STEP09 ATLAS ATLAS logbook CMS WLCG Blogs


Monday:

Attendance: local(Jamie, Lola, Simone, Gang, Ewan, Edoardo, Patricia, Roberto, Julia, Harry, Andrea, Jean-Philippe, Jacek, Maria, Dirk , Markus, Diana, Olof (chair));remote(Gonzalo, Michael, Andreas Heiss, John Kelly, Jos, Ronald).

Experiments round table:

  • ATLAS - (Simone) Announcements:
    • NIKHEF - Hoang informed ATLAS that the DC move has completed. Ronald: confirm that the move has completed and the WNs are being brought back.
    • New version of the ATLAS site services is running in the french cloud since a week. Will now change to use LFC bulk inserts.
    • Reminder: tomorrow there will be the name change for BNL at 15:00 CEST (09:00 EDS). Sites are reminded to run the script 15 minutes after the start, i.e. 15:15. The Procedure is documented at https://twiki.cern.ch/twiki/bin/view/LCG/FtsProcedureSiteNameChange

  • ALICE - (Patricia) still finding small issues in the ALIEN configuration which prevents from starting the production. This is central configuration fault, not sites' problems (many sites have asked). The two WMSes for ALICE use in France are completely dead. For grid33 @ LAL a GGUS ticket 51107 has been submitted. Patricia discovered just before this meeting that the other one was also dead (GGUS ticket will be submitted). CREAM CE at CERN issues: ticket for ce201 has to be reopened over the Weekend. Seems to be some grid-proxies related problem... POST-MEETING: France has confirmed that both WMS@FRANCE are in scheduled downtime

Sites / Services round table:

  • PIC (Gonzalo) - NTR
  • BNL (Michael) - name change already mentioned
  • FZK (Andreas) - short downtime for the CE pointing to SL5 cluster. Still installing the remaining WNs to SL5, which will continue up end of the week. SE down time for SRM upgrade. Scheduled for 30 minutes tomorrow morning.
  • RAL (John) - scheduled an 'at risk' intervention for one of the tape robots tomorrow to fix the damages from the leak.
  • NIKHEF - NTR
  • ASGC (Gang) - CMS migration started again. 2000 files have been migrated.
  • CERN (Ewan) - CASTORCMS default pool was overloaded this morning.

  • Network: (Edoardo)
      Since 24/8/2009 14:00CEST, the CERN LHCOPN routers are announcing the prefix 128.142.0.0/16 together with the previous, more specific 128.142.128.0/17.
      The BGP announcement of the old prefix will be stopped only when all the Tier1s will have acknowledged of being receiving and using the new /16.
     The new address space is needed for the new servers that will soon be installed in the CERN computer centre.

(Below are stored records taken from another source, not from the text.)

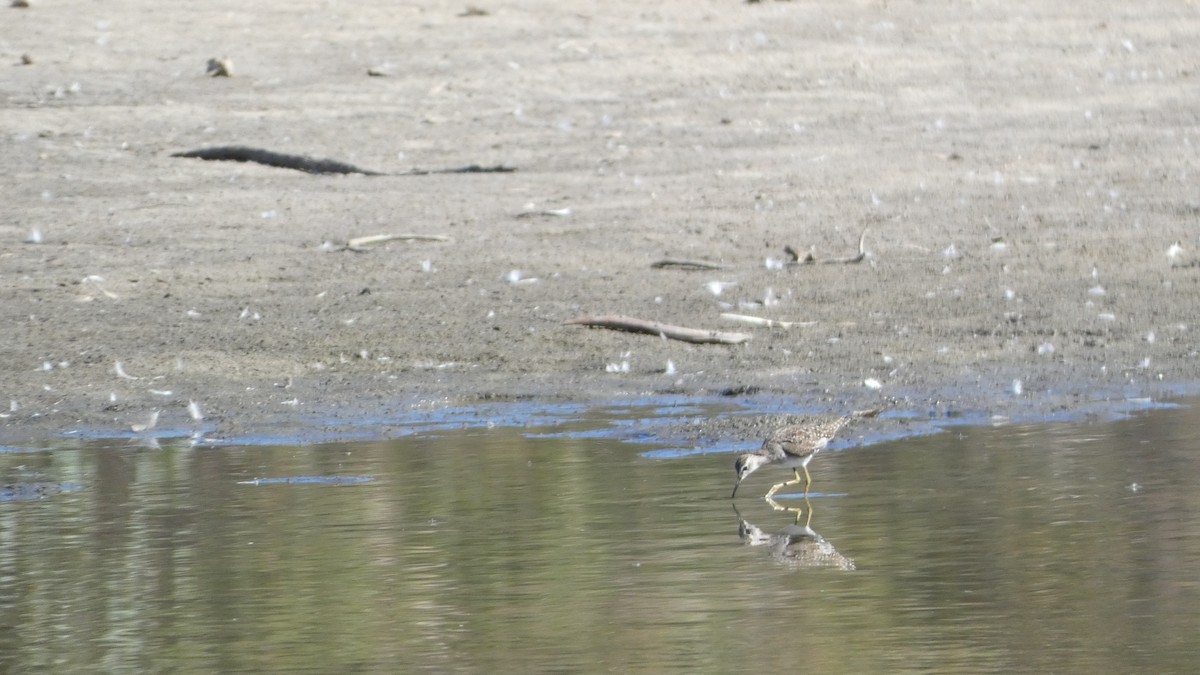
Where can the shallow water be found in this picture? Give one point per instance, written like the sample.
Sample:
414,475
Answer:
1042,548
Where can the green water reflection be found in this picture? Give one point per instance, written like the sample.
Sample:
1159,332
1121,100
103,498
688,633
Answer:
1065,548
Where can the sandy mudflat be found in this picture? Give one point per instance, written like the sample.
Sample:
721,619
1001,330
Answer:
1021,169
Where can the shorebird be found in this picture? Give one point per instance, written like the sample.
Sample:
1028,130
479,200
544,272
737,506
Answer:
792,447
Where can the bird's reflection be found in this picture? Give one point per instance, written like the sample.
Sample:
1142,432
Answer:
796,545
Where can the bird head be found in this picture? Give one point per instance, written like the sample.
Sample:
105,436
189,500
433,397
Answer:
744,466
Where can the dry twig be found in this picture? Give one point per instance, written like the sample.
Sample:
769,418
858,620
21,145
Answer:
631,324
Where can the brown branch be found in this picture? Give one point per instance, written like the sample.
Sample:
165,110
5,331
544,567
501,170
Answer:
631,324
685,264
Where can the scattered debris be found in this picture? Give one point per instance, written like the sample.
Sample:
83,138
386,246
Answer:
765,322
685,264
359,244
809,258
149,424
315,166
552,213
631,324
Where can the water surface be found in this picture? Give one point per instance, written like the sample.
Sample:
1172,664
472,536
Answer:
1042,548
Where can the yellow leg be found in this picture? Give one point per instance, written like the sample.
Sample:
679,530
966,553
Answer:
793,482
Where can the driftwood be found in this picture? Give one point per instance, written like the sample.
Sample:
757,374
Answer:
765,322
685,264
631,324
315,166
360,243
809,258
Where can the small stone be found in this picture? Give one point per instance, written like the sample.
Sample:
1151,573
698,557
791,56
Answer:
220,67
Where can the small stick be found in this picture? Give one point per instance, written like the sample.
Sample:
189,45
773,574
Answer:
358,243
767,322
685,264
631,324
809,258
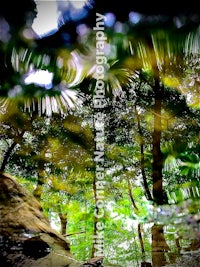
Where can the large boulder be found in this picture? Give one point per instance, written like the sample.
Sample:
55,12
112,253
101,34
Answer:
26,237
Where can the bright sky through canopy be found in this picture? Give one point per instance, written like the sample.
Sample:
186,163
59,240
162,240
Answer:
48,13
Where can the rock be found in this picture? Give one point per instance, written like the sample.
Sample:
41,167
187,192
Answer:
26,237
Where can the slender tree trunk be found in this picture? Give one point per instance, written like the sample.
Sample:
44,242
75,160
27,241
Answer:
131,194
9,151
159,246
95,232
7,156
157,154
141,241
40,182
63,222
142,161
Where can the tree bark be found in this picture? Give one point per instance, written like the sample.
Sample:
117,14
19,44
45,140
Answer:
7,156
142,161
157,154
63,222
40,182
130,194
141,241
159,246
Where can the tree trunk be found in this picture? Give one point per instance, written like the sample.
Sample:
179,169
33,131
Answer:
157,154
63,222
142,161
40,182
130,194
95,218
159,246
141,241
7,156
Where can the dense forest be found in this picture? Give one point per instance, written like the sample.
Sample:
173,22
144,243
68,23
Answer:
99,134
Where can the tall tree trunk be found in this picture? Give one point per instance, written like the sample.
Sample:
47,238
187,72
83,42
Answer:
131,194
142,161
63,222
7,156
9,151
157,154
40,182
159,246
95,218
141,241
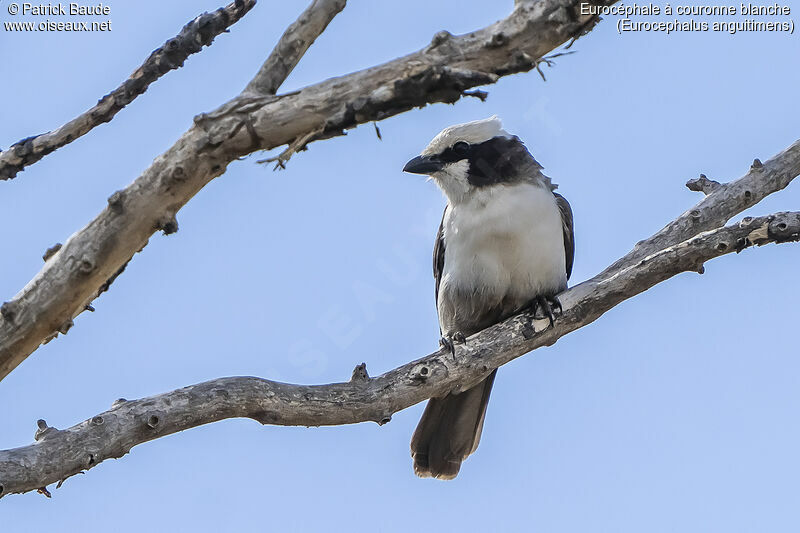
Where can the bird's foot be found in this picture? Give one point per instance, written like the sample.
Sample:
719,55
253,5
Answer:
450,341
546,307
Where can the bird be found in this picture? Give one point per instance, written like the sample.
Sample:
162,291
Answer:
505,244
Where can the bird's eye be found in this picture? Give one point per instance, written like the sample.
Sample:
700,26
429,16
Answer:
461,148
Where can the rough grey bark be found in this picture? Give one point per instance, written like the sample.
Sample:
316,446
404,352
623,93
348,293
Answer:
722,202
192,38
59,454
297,38
441,72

     The intervention is documented here: https://gus.fzk.de/pages/ticket_lhcopn_details.php?ticket=50916
  • New router tomorrow put in production starting at 10am.

  • middleware: (Markus) WMS 3.2 released

AOB:

  • Maria: Do ATLAS and BNL want to run an alarm ticket test tomorrow late afternoon after the name change in order to assure the work-flow is ok after the change. Simone and Michael agree.

Tuesday:

Attendance: local(Simone, Gang, Dirk, Jamie, Maria, Harry, Patricia, Roberto, Maria, Julia, Dan, Olof (chair));remote(Gonzalo, Tiju, Daniele, Brian, Andreas).

Experiments round table:

  • ATLAS - (Simone) only concern: one tier-2 (Milano) failing all transfers due to SRM errors. FTS 2.2 testing: no problems seen here at CERN and the checksum functionality was successfully tested yesterday with dCache sites. Still need to test with DPM. In summary, the tests looks promising. Roberto: did you test with StorM? no. Simone thinks we need to foresee a stress-test with FTS 2.2 the two first weeks of Septembers. Brian: does this mean that ATLAS will require minimum version of DPM 1.7.2? Simone: we still need to verify that it works with DPM. In any case, the ATLAS production system does not require the checksum checks but will use it if the SE supports it.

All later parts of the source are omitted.